Summary: The only thing Riku's parents have ever valued him for is his potential as an artist. But when he starts drawing the figures and places from his dreams, they don't approve, wanting him to focus on something more prestigious. As his home life deteriorates, Riku continues to dream of the autumn lands. Soon the place he dreams of, and Kairi and Sora within it, start to feel more like home than his 'real life' ever did.
Happy Halloween! This is my favorite holiday and season (which may be obvious in this fic.)
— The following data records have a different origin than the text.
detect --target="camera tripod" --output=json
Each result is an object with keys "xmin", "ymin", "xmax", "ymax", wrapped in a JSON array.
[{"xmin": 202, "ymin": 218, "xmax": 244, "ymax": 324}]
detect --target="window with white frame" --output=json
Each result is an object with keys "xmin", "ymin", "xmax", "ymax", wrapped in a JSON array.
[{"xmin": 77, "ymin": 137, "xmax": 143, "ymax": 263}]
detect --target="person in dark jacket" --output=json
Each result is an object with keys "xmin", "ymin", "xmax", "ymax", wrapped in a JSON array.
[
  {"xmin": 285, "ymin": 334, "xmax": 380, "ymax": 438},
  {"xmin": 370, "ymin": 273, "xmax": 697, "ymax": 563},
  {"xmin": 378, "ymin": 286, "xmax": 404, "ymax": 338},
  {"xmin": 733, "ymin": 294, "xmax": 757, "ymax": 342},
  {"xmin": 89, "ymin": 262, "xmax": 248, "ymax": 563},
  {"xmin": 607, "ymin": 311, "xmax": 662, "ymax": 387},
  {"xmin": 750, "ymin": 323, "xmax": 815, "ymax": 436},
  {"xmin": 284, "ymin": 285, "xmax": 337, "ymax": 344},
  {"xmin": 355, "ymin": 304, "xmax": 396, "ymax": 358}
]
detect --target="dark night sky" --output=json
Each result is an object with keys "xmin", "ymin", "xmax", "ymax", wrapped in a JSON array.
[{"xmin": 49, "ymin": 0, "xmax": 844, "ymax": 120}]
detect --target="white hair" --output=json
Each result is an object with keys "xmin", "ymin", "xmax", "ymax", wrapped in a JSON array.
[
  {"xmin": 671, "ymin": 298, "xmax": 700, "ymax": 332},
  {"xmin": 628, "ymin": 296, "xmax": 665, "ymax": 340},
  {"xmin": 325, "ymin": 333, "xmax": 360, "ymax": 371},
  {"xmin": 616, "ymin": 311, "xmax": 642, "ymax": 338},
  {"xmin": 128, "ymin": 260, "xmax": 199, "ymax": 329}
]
This was written for the SoRiKai discord server's Halloween event. It fits the following prompts from the list: Ink, Witch, Trick or Treat, Candy, (and at least incidentally: ghost, and maybe gothic.)
”Trick, or treat?”
The dream started to fade as soon as Riku opened his eyes. Still, he reached for the bedside lamp and his sketchbook. The light was dim, just enough for him to get a quick series of outlines onto the page.
Sleep pulled him back down, and the pen fell from his fingers. In the morning he’d see if there was anything there worth cleaning up.
The next morning revealed that some of the sketches were usable. They even jogged his memory of the dreams that inspired them. Not in incredible detail, but scattered images, impressions of the place and the people. It was at least enough to help turn the sketches into more complete works.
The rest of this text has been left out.